Personenregister jüngerer jüdischer Friedhof Eisenstadt
Theres(e) (Resl) Hecht, 12. Adar 661 (= Sonntag, 03. März 1901)
Standortnummer: 606
Die Grabinschrift
[1] Hier liegt und ruht eine tüchtige Frau. | פה תישן תנוח אשת חיל |
[2] Ihren Mund öffnete sie mit Weisheit und Einsicht. | פיה פתחה בחכמה ובתבונה |
[3] Viele Frauen waren erfolgreich, | רבות בנות עשו חיל |
[4] doch sie übertraf sie alle. | והיא עלתה על כלנה, |
[5] In der Mitte ihres Lebens wurde sie dem Lebensbaum entrissen | בחצי ימיה נקטפה מעץ החיים, |
[6] im Jahr 661 am 12. des Monats Adar | בשנת ת’ר’ס’א’ י”ב לחדש אדר |
[7] und wurde begraben am Tag des Fastens und Weinens der Juden. | ונקטפה בינם צום ובכי ליהודים |
[8] Ihr Ehemann, ihre Tochter und ihre Söhne beweinten den Verlust. | בעלה בתה ובניה יבכו השבר: |
[9] “Zur Erde fiel die Krone unseres Hauptes, | “לארץ נפלה עטרת ראשנו, |
[10] die Freude unseres Herzens ging dahin. | משוש לבנו הלך אזל |
[11] Weh uns, denn sie hat sich von uns entfernt, | אוי לנו כי רחקה ממנו |
[12] die Gattin meiner Jugend, unsere edle Mutter Resl.” | אשת נעורי, אמנו היקרה ריזל” |
[13] Ihre Taten werden nicht vergessen werden, und ihre Seele | מעשיה לא ישכחו ונפשה |
[14] möge eingebunden sein im Bund des Lebens. | תהי צרורה בצרור החיים. |
Sockel – Die Grabinschrift
[1] Dies ist der Grabstein | זאת מצבת |
[2] der Frau Resl, i(hr Andenken) m(öge bewahrt werden), | מרת ריזל ז”ל |
[3] Ehefrau des MORENU Isak, gena(nnt) Doktor Hecht |
אשת מהורר יצחק המכו’ דאקטר העכט |
[4] und Tochter der Frau Eva, s(ein Hort) b(ehüte sie). | ובת מרת חוה י”צ |
Sockel2
[1] Bineter, Bpest. Karlsring 13 |
Anmerkungen
Zeile 1: Sprüche 12,4, 31,10; Rut 3,11 אשת חיל.

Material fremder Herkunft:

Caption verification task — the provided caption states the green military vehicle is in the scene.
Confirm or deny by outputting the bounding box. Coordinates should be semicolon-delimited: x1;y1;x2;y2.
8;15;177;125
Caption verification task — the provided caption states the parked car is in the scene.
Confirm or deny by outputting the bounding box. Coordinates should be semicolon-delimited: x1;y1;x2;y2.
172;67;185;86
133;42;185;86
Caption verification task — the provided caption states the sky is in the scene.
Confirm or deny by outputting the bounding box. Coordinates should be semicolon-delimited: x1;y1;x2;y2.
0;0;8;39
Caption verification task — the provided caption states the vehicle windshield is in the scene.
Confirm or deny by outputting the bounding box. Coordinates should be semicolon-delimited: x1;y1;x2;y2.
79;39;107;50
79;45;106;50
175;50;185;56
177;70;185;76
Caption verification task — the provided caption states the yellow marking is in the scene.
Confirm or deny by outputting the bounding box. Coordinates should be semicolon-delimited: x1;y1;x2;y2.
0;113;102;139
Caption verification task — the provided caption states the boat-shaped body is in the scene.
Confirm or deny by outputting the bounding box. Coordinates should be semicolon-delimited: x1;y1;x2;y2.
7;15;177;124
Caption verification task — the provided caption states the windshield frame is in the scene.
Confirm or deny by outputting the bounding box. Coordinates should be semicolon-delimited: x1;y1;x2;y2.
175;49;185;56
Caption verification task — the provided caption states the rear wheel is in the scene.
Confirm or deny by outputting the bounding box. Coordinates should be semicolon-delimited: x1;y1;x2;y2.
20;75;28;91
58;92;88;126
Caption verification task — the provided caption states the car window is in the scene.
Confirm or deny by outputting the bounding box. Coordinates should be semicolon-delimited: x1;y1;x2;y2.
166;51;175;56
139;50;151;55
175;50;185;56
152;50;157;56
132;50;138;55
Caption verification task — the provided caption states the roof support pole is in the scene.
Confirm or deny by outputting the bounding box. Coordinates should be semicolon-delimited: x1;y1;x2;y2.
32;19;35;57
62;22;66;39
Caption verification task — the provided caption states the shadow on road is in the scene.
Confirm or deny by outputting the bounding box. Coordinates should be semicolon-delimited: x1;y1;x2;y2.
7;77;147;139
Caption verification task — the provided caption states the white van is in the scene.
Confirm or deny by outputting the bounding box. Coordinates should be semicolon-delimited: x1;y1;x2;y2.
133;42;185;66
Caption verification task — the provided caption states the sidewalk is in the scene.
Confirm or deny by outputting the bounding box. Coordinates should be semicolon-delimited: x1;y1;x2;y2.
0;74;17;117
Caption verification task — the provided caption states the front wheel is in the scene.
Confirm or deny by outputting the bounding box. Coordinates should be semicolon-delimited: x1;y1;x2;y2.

Zeile 2/3: Sprüche 31,26 פיה פתחה בחכמה.
Zeile 3/4: Vgl. Sprüche 31,29 “Viele Frauen (wörl.: ‘Töchter’) waren erfolgreich, doch du übertrafst sie alle רבות בנות עשו חיל ואת עלית על כלנה.
Zeile 5: Vgl. Psalm 102,25 “Mein Gott, raff mich nicht hinweg in der Mitte meines Lebens” אֵלִ֗י אַֽל־תַּ֭עֲלֵנִי בַּחֲצִ֣י יָמָ֑י.
Zeile 7: Schreibfehler in der Inschrift: Es muss ביום צום “am Tag des Fastens” heißen.
Zeile 9: Klagelieder 5,16 נפלה עטרת ראשנו.
Zeile 12: Maleachi 2,14 אשת נעוריך. Vgl. auch Joel 1,8 בעל נעוריה; der Ausdruck würde im Falle einer Scheidung nicht verwendet werden (vgl. bes. babylonischer Talmud, Traktat Gittin 90b u.a.).
Sockel, Zeile 3: MORENU bedeutet wörtlich “u(nser) L(ehrer), H(err)”. Den MORENU-Titel erhielten nur besonders gelehrte Männer, Bernhard Wachstein bezeichnet ihn als “synagogaler Doktortitel” (siehe Bernhard Wachstein, Die Inschriften des Alten Judenfriedhofes in Wien, 1. Teil 1540 (?)-1670, 2. Teil 1696-1783, Wien 1912, 2. Teil, S. 15).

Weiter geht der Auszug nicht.